L’avantage concurrentiel de l’entreprise : la délocalisation du chantier en usine. © Louis Piquemil
Avantage concurrentiel
Car le jeune PDG s’appuie sur l’avantage concurrentiel de l’entreprise : la délocalisation du chantier en usine (hors site). « Cette approche offre une qualité de fabrication supérieure, des conditions de travail améliorées et surtout des délais divisés par trois par rapport à la construction traditionnelle », souligne-t-il. Les panneaux industrialisés multicouches (bois et isolants) intégrant menuiseries aluminium et revêtements, produits en usine « permettent en outre une flexibilité architecturale totale tout en garantissant que les bâtiments restent démontables, transférables et réutilisables, et en conservant une excellente performance énergétique ». Autant de savoir-faire qui prennent une nouvelle dimension avec la loi Zéro artificialisation nette (ZAN) limitant la consommation foncière. « C’est vraiment notre positionnement, l’idée n’est pas seulement de construire, c’est aussi de mettre du sens dans ce que l’on fait », atteste celui qui se présente comme un fervent défenseur d’une démarche globale de décarbonation. Et son procédé de fabrication à partir de panneaux ossatures bois, classé en « filière sèche », moins consommateur d’eau que la construction classique en béton, pourrait également à terme constituer un nouvel atout face à la raréfaction de la ressource.

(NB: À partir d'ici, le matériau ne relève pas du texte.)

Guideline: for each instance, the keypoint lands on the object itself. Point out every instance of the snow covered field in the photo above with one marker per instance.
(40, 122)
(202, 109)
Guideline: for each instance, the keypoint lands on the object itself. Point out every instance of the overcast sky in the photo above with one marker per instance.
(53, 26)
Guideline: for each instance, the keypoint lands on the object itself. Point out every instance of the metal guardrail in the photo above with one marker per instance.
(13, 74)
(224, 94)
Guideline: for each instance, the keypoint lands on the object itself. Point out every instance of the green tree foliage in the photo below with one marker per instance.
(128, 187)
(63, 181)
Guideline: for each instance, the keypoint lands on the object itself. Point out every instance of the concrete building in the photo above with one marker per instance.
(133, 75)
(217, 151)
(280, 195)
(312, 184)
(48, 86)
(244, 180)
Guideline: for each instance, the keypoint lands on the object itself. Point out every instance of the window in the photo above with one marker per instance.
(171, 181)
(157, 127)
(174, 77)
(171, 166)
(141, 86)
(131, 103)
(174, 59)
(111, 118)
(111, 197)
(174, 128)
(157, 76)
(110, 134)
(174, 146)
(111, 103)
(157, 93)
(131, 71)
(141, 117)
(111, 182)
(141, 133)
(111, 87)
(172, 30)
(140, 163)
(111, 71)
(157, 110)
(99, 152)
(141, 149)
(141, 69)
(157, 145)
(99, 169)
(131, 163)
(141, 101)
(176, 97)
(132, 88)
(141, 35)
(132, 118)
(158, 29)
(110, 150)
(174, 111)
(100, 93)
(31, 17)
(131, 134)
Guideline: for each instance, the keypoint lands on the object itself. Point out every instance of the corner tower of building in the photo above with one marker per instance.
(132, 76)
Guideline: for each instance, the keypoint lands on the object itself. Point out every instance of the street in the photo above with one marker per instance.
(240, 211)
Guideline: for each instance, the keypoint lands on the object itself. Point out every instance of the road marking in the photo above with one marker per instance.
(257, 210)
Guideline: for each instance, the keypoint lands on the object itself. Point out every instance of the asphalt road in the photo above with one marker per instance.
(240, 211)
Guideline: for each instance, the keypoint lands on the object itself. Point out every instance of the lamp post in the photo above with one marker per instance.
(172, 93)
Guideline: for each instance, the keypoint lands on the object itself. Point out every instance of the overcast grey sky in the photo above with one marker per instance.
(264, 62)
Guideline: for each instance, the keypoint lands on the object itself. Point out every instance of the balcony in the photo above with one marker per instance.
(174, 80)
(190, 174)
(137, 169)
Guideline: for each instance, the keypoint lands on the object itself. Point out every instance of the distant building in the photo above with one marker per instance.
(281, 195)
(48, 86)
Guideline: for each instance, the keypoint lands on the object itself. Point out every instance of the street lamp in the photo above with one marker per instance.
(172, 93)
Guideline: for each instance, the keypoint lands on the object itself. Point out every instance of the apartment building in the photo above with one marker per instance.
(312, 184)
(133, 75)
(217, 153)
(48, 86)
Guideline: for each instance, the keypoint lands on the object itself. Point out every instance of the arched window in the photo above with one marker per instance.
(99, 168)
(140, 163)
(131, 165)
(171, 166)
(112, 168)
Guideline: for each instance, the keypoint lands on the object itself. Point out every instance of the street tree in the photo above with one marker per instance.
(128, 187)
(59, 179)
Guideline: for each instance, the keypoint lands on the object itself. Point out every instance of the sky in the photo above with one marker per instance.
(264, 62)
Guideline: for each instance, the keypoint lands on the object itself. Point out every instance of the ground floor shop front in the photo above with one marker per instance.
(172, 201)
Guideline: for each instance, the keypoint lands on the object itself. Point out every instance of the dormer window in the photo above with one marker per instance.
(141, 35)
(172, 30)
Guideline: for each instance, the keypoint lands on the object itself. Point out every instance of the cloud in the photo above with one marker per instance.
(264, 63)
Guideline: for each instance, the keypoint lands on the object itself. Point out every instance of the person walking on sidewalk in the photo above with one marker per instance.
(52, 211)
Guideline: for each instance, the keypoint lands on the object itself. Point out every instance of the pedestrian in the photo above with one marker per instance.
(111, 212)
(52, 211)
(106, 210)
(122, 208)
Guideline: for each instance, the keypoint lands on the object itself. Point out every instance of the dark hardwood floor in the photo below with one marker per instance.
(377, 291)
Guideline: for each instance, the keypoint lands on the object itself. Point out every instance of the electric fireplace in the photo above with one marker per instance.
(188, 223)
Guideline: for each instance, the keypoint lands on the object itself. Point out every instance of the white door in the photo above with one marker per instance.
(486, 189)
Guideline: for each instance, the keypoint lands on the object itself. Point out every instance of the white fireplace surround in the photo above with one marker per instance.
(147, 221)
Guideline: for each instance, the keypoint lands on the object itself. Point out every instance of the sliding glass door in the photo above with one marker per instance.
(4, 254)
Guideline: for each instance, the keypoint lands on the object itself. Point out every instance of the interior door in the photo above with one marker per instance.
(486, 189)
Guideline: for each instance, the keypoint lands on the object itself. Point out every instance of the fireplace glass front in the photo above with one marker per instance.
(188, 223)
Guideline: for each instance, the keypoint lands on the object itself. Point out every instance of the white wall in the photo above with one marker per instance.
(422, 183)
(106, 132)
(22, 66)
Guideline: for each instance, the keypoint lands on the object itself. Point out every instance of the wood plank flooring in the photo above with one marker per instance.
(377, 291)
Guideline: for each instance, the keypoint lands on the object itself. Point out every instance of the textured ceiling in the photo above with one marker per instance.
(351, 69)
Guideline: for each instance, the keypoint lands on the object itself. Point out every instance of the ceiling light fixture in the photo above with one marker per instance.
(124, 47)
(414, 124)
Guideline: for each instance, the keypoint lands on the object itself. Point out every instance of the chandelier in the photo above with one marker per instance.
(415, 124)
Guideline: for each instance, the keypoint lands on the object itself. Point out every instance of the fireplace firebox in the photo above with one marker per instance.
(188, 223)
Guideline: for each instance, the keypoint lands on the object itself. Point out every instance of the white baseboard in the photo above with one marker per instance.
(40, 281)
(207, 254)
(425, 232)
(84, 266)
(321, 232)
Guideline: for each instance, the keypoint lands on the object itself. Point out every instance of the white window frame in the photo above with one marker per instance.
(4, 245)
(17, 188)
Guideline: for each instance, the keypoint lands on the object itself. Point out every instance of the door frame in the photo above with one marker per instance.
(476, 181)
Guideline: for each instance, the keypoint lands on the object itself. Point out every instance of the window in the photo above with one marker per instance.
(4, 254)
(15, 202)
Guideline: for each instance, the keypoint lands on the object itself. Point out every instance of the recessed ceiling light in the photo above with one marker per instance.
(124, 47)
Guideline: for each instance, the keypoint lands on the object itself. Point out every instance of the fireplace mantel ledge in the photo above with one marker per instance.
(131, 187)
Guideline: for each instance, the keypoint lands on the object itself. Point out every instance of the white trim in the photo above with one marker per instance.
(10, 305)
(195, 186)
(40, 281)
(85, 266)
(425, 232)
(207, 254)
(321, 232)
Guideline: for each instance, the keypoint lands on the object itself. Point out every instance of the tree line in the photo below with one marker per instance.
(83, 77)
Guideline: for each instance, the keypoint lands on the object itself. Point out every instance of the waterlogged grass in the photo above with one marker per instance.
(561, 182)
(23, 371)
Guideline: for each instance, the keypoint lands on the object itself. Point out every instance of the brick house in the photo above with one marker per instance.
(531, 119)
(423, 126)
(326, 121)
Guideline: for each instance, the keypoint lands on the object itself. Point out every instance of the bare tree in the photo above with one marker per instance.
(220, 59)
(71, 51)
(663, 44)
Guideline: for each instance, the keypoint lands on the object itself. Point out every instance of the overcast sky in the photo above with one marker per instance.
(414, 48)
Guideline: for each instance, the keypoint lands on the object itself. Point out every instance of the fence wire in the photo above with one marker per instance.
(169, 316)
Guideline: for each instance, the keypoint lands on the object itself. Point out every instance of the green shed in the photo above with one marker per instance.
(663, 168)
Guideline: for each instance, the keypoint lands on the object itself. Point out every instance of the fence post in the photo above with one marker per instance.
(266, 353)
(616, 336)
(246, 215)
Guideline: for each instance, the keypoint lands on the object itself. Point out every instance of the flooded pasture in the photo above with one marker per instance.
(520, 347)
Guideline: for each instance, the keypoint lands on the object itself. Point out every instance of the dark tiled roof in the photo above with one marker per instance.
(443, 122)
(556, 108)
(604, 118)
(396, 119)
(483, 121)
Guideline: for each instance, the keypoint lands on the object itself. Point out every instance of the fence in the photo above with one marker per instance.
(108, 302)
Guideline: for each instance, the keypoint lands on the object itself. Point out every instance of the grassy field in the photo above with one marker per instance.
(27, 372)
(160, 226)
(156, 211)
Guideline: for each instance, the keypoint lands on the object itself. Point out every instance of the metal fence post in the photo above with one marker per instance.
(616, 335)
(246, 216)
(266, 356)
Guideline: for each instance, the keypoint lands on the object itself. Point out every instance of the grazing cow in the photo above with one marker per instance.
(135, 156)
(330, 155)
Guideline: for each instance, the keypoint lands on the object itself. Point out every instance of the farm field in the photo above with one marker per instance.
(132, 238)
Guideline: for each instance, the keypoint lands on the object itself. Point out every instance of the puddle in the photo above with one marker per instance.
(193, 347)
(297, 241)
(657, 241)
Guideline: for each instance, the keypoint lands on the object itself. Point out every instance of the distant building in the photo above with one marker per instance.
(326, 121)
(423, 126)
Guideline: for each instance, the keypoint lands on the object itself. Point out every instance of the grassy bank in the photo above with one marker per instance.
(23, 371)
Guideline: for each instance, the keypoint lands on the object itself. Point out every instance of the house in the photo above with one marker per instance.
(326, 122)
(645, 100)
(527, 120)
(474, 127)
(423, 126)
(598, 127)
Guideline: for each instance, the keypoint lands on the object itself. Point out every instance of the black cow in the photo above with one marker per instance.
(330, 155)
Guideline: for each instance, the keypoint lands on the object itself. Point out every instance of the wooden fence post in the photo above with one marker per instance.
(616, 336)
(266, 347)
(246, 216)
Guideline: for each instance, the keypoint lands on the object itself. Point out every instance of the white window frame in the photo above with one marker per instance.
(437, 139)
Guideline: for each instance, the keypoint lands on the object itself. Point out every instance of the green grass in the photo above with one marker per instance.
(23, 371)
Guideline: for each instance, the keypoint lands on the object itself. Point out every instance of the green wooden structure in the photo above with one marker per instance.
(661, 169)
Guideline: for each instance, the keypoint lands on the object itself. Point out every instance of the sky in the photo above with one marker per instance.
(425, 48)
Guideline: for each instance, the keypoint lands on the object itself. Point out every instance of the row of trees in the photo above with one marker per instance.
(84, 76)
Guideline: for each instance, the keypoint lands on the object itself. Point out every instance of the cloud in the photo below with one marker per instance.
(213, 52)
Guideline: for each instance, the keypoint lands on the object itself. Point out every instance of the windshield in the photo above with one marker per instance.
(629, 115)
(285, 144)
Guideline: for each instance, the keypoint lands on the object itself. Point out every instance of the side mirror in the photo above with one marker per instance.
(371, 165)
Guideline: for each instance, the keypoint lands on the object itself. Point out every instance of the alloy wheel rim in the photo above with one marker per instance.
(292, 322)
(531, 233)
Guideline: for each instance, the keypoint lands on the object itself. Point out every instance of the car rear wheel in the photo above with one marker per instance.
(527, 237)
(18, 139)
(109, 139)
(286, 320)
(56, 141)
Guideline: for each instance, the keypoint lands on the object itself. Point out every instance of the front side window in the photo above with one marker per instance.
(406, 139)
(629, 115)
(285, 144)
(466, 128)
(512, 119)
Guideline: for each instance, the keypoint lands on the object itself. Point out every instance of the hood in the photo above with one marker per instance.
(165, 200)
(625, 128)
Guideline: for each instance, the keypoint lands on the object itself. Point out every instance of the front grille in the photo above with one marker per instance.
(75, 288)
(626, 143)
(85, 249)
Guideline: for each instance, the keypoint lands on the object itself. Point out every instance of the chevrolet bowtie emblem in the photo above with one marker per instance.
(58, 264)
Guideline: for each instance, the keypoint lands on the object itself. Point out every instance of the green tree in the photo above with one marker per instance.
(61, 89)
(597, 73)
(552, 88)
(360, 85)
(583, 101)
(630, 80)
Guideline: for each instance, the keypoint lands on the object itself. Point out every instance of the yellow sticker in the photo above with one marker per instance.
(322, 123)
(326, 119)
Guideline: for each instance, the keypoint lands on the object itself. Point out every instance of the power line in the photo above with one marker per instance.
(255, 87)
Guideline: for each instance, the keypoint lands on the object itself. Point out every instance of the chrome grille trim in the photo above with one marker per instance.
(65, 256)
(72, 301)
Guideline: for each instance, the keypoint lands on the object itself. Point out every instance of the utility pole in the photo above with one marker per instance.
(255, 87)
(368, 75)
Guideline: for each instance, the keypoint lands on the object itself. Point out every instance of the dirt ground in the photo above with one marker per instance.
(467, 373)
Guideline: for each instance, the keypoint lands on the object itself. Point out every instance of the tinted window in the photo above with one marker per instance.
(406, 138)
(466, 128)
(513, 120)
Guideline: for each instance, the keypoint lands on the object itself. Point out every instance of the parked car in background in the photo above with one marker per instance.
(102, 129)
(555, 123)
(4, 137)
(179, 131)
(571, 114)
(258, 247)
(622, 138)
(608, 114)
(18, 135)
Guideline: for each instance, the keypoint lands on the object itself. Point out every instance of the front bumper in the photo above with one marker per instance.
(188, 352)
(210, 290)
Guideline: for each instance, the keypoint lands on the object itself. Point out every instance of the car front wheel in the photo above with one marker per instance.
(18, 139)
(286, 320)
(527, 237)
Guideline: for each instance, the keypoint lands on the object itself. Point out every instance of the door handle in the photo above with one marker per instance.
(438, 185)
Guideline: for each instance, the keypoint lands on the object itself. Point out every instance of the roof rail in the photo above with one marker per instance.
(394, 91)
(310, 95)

Je suis convaincu que l’on peut bâtir vite, bien et proprement

Le groupe scolaire maternelle élémentaire de Bègles (Gironde) a des façades 100 % en bois et isolant fibre de bois, labellisé Bâtiment durable Nouvelle-Aquitaine. © Dassé
Deux nouveaux centres d’usinage
En cinq ans, Dassé Construction a triplé son chiffre d’affaires à 30 millions d’euros (2024), avec un effectif passé à 63 collaborateurs, et notamment le recrutement d’un directeur des ressources humaines pour « davantage de transparence, de prise en compte des collaborateurs et de liens entre les équipes ». L’entreprise en profite pour investir dans le parc machines et ses infrastructures pour plus de 800 000 euros en 2024, et une aide de 139 000 euros de la région Nouvelle-Aquitaine a permis d’acheter deux centres d’usinage à Castets et de doubler la capacité de production. Accompagnée par le dispositif régional Usine du futur, elle continue à poser les bases de la transition écologique : écoconception, changement du système d’information ou mise en place de solutions photovoltaïques visant une indépendance énergétique des sites de production.
Dans ce contexte, Dassé Construction affirme déjà « anticiper les seuils carbone » des futures réglementations RE 2028 et RE 2031, « grâce à l’intégration de matériaux biosourcés et une approche globale de l’économie circulaire ». Et en étendant son savoir-faire, l’entreprise entrevoit aussi de nouvelles perspectives, jusqu’à penser s’ouvrir à l’international.
Cette approche offre des délais divisés par trois par rapport à la construction traditionnelle

En cinq ans, Dassé Construction a triplé son chiffre d’affaires à 30 millions d’euros (2024), avec un effectif passé à 63 collaborateurs. © Louis Piquemil
13 000 arbres plantés par an
Même si elle s’approvisionne à 100 % sur des filières durables, notamment de pin des Landes, la construction générant beaucoup de CO₂, Dassé Construction a décidé de planter des arbres en compensation environnementale. « Planter un arbre c’est à peu près entre 20 et 30 kg de séquestration de carbone par an », évalue, Pierre Pipo, son PDG. Avec sa croissance actuelle, Dassé Construction envisage la plantation annuelle de 13 000 arbres, selon le principe d’un arbre planté pour un mètre carré construit.